The Geier hypothesis is that mercury binds with testosterone in the brain, making it difficult to chelate. They prescribe Lupron to reduce testosterone. The idea would be laughable if it weren’t being used on humans (or any animal for that matter).

Briefly–the Geier’s cited a paper showing that in hot benzene,
(more details in Miscellaneous Mercury Nonsense), mercuric chloride and testosterone can be induced to form chemical complexes.

I had hopes that the Geiers had moved away from this idea, but they stand by it:

David Geier said Wednesday that “many peer-reviewed scientific studies” have been published that support the theory. All of the research articles cited on the ASD Centers’ website are co-authored by Mark or David Geier.

The fact that the Geiers were able to get papers published in third rate journals doesn’t make their ideas true. Or even feasible.

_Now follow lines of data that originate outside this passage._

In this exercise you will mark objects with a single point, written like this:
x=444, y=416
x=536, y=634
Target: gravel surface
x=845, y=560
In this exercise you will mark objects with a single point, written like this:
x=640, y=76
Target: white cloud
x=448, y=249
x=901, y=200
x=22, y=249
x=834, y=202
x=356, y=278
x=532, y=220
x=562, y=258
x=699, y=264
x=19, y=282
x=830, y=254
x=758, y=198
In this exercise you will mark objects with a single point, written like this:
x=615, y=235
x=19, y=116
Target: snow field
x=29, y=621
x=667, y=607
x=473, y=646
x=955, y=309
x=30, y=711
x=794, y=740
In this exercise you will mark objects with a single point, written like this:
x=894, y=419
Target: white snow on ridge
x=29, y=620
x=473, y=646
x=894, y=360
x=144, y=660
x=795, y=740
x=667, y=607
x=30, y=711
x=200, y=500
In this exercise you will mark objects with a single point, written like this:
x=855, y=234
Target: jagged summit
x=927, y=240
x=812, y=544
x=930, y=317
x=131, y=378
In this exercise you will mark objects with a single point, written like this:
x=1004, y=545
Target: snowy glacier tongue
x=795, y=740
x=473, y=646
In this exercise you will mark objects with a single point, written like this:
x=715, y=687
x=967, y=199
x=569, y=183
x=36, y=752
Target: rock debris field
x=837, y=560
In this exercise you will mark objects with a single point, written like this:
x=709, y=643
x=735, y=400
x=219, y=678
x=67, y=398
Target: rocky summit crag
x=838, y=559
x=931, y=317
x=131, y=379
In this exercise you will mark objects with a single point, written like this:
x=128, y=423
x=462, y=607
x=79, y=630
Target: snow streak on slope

Mr. David Geier did not attend medical school. Neither did I but I will offer him this small bit of medical advice: Among other logical problems with your idea, the human brain is not the same thing as a beaker of hot benzene.

Point two: even if your idea held any merit, Lupron lowers the level of testosterone in the blood, it doesn’t break up these mythical mercury-testosterone complexes.

The Geiers are demonstrating a major problem with the medical license system in the U.S.. It took years to bring the Geiers to hearing. Now that Mark Geier has lost his license in his home state, he has moved to other “safe havens” to continue business? How is this right.

I recall a number of med students and premeds I knew while in college and grad school. The hoops they had to jump through to get their degrees and get licensed and start working seemed enormous. Now we see why: it’s so hard to stop someone from practicing.